The week we read Griffiths-Boris’ testimony, our focus was on the Vietnam War and its aftermath. We were moved by a 2017 oral history with former Senator and triple amputee Max Cleland, who, as the head of the Veterans Administration in the late 1970s, helped to establish access to outpatient counseling centers like the one where we were meeting.

“49 years later, it burns the hell out of me to know . . . what was very tough to admit early on . . . that Vietnam was a complete . . . disaster,” Cleland said. “To know that it’s one of the great military failures in the world and to have been part of it, intimately a part of it, is a terrifying thing . . . and to have paid such a price: losing my two legs, my right arm . . . that’s a hell of a price to pay for anything, much less Vietnam.”

One fellow Vietnam veteran in the room noted that he and others held different beliefs about the war; he was proud to have served in a conflict that he firmly believed helped to stop the spread of communism. Despite his own convictions, he revered Cleland and valued his perspective.

During our final week together, we hearkened back—way back—to 1863 and Abraham Lincoln’s Gettysburg Address, delivered after a deadly Civil War battle, to ponder why the speech became such a monument in American history.

“It is rather for us to be here dedicated to the great task remaining before us,” Lincoln said. “. . . We here highly resolve that these dead shall not have died in vain; that this nation, under God, shall have a new birth of freedom. . .”

One participant—a devout Christian—was moved by the centrality of God in the president’s conception of nationhood. Another interpreted the speech as a proud declaration that the United States is exceptional and worth defending. A third pointed out that Lincoln’s words could have served to rile up young potential recruits, while another was uncomfortable with the idea that they could be construed as a glorification of war.
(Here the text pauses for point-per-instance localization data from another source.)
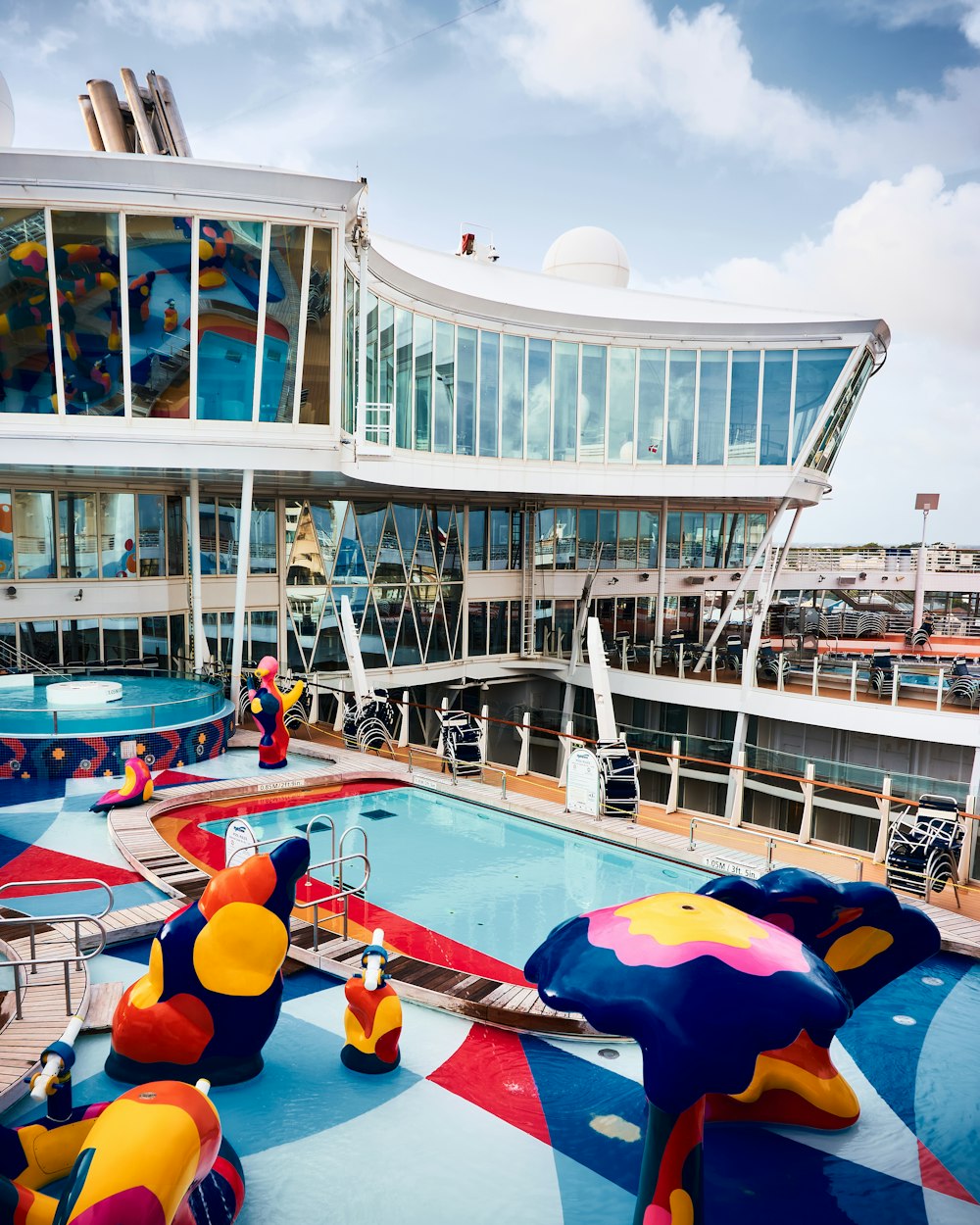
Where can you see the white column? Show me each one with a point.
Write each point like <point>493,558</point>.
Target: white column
<point>241,581</point>
<point>200,643</point>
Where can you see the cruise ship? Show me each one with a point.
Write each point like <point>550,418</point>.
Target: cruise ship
<point>230,410</point>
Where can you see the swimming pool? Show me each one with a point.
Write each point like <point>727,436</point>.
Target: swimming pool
<point>450,876</point>
<point>146,702</point>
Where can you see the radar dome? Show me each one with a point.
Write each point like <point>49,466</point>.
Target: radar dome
<point>588,254</point>
<point>6,116</point>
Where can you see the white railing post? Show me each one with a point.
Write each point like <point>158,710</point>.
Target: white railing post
<point>524,731</point>
<point>675,777</point>
<point>403,729</point>
<point>807,822</point>
<point>885,822</point>
<point>969,842</point>
<point>738,799</point>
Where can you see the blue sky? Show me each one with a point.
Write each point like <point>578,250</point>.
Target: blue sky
<point>814,153</point>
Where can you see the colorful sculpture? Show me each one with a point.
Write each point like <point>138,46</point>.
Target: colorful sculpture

Our varied interpretations of the Gettysburg Address and other materials produced no consensus. If anything, they highlighted our widely varying perspectives. But everyone in the group shared one thing in common: we were willing to try to understand—and relate to—the feelings of pain and pride conveyed by each other and by counterparts from other generations.

These days that endeavor may be one of the greatest tasks remaining.

Jessica L. Adler, Ph.D. is an assistant professor with co-appointments in the department of history and the department of health policy & management at Florida International University.